The config_file.json passed using the --config_file option should have the following schema:

{
    "backend_extensions" :
    {
        "shared_library_path" : "path to libQnnCpuNetRunExtensions.so",
        "config_file_path" : "path to backend_config.json"
    }
}

The CPU Backend Extensions custom configuration file i.e., backend_config.json includes context-level and graph-level configurations. Currently, this configuration supports enabling or disabling the QMX execution flow.

Configuration

option

type

Context config

use_qmx

boolean

Graph config

graph_name

string

use_qmx

boolean

The “use_qmx” option in the graph configuration takes precedence over the same option in the context configuration. If “use_qmx” is not specified in the graph configuration, the CPU Backend uses the value from the context configuration to determine whether to enable or disable the QMX flow.

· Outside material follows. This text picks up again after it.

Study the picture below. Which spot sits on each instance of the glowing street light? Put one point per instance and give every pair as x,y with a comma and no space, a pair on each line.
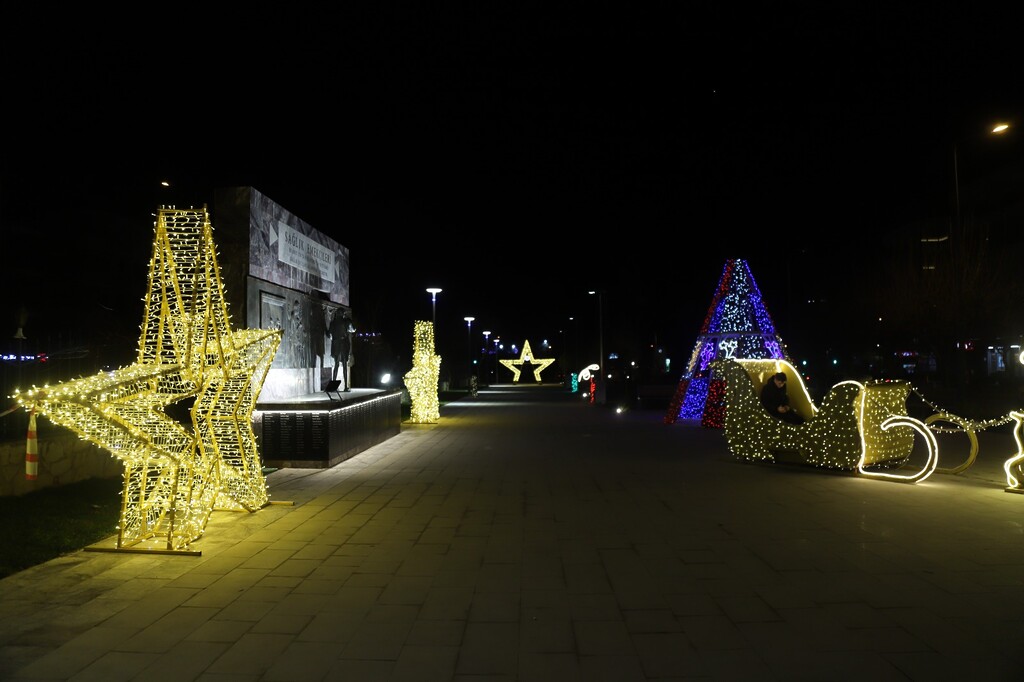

The schema for the CPU Backend Extensions custom configuration file is shown below:

{
  "type": "object",
  "properties": {
      "graphs": {
          "type": "array",
          "items": {
              "type": "object",
              "properties": {
                  "graph_name": {"type": "array", "items": {"type": "string" }},
                  "use_qmx": {"type": "boolean"}
              }
          }
      },
      "context": {
          "type": "array",
          "items": {
              "type": "object",
              "properties": {
                  "use_qmx": { "type": "boolean" }
              }
          }
      }
  }
}

An example config can be found at this path: ${QAIRT_SDK_ROOT}/examples/QNN/BackendExtensions/CPU/qnn_cpu_example_config.json.

Note

CPU Backend extension support is enabled for Android targets.